Het gaat om paal en perk stellen aan de toekomstige uitbreiding van melkproductie op boerenbedrijven. Die uitbreiding wordt goeddeels aan grond ‘gebonden’. Dit houdt in: dat het aantal koeien verband houdt met het aantal hectares grond dat een boer gebruikt om voer te laten groeien en zijn (dierlijke) mest over te verspreiden. De hoofdlijnen ervan zijn nu uitgewerkt en dat betekent eindelijk duidelijkheid voor de ongeveer 17.000 melkveehouders in ons land.

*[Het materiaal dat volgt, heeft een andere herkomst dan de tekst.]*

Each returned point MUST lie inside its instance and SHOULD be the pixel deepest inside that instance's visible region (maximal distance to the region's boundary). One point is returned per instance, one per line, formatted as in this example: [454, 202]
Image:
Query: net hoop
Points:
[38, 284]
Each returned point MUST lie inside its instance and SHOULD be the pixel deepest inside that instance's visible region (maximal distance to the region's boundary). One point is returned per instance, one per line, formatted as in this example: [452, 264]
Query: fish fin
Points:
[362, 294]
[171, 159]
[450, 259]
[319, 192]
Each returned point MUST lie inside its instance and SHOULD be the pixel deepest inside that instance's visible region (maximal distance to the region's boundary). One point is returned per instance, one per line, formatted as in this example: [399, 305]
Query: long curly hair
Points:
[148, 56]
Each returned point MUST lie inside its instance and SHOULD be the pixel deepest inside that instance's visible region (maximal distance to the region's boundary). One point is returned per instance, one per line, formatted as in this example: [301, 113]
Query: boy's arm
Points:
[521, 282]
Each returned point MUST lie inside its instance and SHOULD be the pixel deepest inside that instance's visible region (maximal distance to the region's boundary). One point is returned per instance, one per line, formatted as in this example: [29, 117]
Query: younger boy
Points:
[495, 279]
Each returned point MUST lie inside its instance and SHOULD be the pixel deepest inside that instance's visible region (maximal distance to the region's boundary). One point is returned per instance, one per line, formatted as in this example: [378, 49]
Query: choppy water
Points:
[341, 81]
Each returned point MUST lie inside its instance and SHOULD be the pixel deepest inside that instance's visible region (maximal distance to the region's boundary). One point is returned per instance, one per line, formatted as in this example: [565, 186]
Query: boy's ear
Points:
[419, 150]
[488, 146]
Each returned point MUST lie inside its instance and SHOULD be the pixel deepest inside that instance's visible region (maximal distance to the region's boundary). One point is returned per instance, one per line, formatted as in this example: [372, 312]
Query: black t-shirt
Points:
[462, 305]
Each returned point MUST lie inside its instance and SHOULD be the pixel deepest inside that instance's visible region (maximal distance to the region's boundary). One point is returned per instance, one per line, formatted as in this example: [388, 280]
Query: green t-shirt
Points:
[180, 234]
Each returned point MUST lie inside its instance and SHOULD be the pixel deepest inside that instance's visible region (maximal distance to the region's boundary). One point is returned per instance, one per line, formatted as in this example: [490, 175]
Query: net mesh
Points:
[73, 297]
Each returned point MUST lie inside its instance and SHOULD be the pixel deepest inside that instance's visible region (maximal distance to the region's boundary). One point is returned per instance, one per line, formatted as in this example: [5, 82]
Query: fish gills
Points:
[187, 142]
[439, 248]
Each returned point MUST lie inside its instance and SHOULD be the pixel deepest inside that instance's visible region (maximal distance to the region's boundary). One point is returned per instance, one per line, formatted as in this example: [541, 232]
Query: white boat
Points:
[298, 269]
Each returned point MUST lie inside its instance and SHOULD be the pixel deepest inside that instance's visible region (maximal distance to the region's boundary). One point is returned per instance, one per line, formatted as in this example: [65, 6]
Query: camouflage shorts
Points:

Het draait allemaal om de productie en afzet van de koeienmest. Extensieve bedrijven hebben relatief veel grond en weinig rundvee. Voor die bedrijven is er niet veel aan de hand, die krijgen ruimte om te groeien (in melkproductie). Die worden ook niet verplicht om mest te verwerken. Voor bedrijven die tot een soort ‘middengroep’ behoren ligt dat anders: ze mogen wel uitbreiden maar dan onder de voorwaarde dat ze deels (nieuwe) grond moeten verwerven (kopen, pachten, huren) en deels een flink deel van hun mest moeten verwerken. Dat is nu vastgelegd in getallen en percentages.        
Voor de groep intensieve bedrijven (zeg maar, weinig grond en relatief veel rundvee) wordt het nóg moeilijker om te groeien; dat kan alleen als ze over aanzienlijk meer grond kunnen beschikken.
Dijksma wil zo ‘industrialisering van de melkveehouderij voorkomen’ en daar lijkt veel steun voor, ook onder melkveehouders. Je moet rekenen: ze wonen meestal ook op hun bedrijf!(JL)
--------------------------------------- 

Mooi, maar sta mij toe toch nog even door te zeuren. Jij hebt het over het ‘verwerken van mest’. Wat moet ik daaronder verstaan? Als je zelf niet voldoende land hebt om het over uit te strooien, hoe raak je het dan kwijt?(FH)
----------------------------------------

Ja, goed punt. Er is (nog?) geen industrieel proces dat daarbij voldoende kan helpen. Overtollige mest moet ergens over land worden verspreid. Het meest voor de hand liggend is dat een veeboer een afspraak maakt met een naburige veehouder (die nog wel mest kan gebruiken) of met een akkerbouwer die behoefte heeft aan natuurlijke mest. (J.L)
------------------------------------

En dan moet er een contract zijn waarmee hij dat bij de controleurs van het ministerie kan aantonen? (FH)
-----------------------

Ja, uiteraard anders is er geen controle mogelijk. (JL)
-------------------------------------

Dan nog iets: zijn er overgangsmaatregelen? Boeren die de afgelopen jaren driftig hebben geïnvesteerd in megastallen, vooruitlopend op dat vervallen van die melkquota, die moeten nu maar zien hoe ze hier weer mee in het reine komen.(FH)
--------------------------------------

Nou, reken maar dat ze dit wel hebben zien aankomen. Bovendien blijven er manieren bestaan om dat mestoverschot elders kwijt te raken. Ja, het heeft een prijs, dat is waar. Maar ja, als een meerderheid (ook van de boeren zelf, is mijn inschatting!) die industrialisering van de veehouderij wil voorkomen is ‘vrijheid blijheid’ geen hanteerbare beleidslijn. (JL)

************************
(De dienstdoende redacteuren waren deze keer: Jack Luiten en Frits Hoorweg. Voor de goede orde: Jack is persvoorlichter bij LTO Nederland.)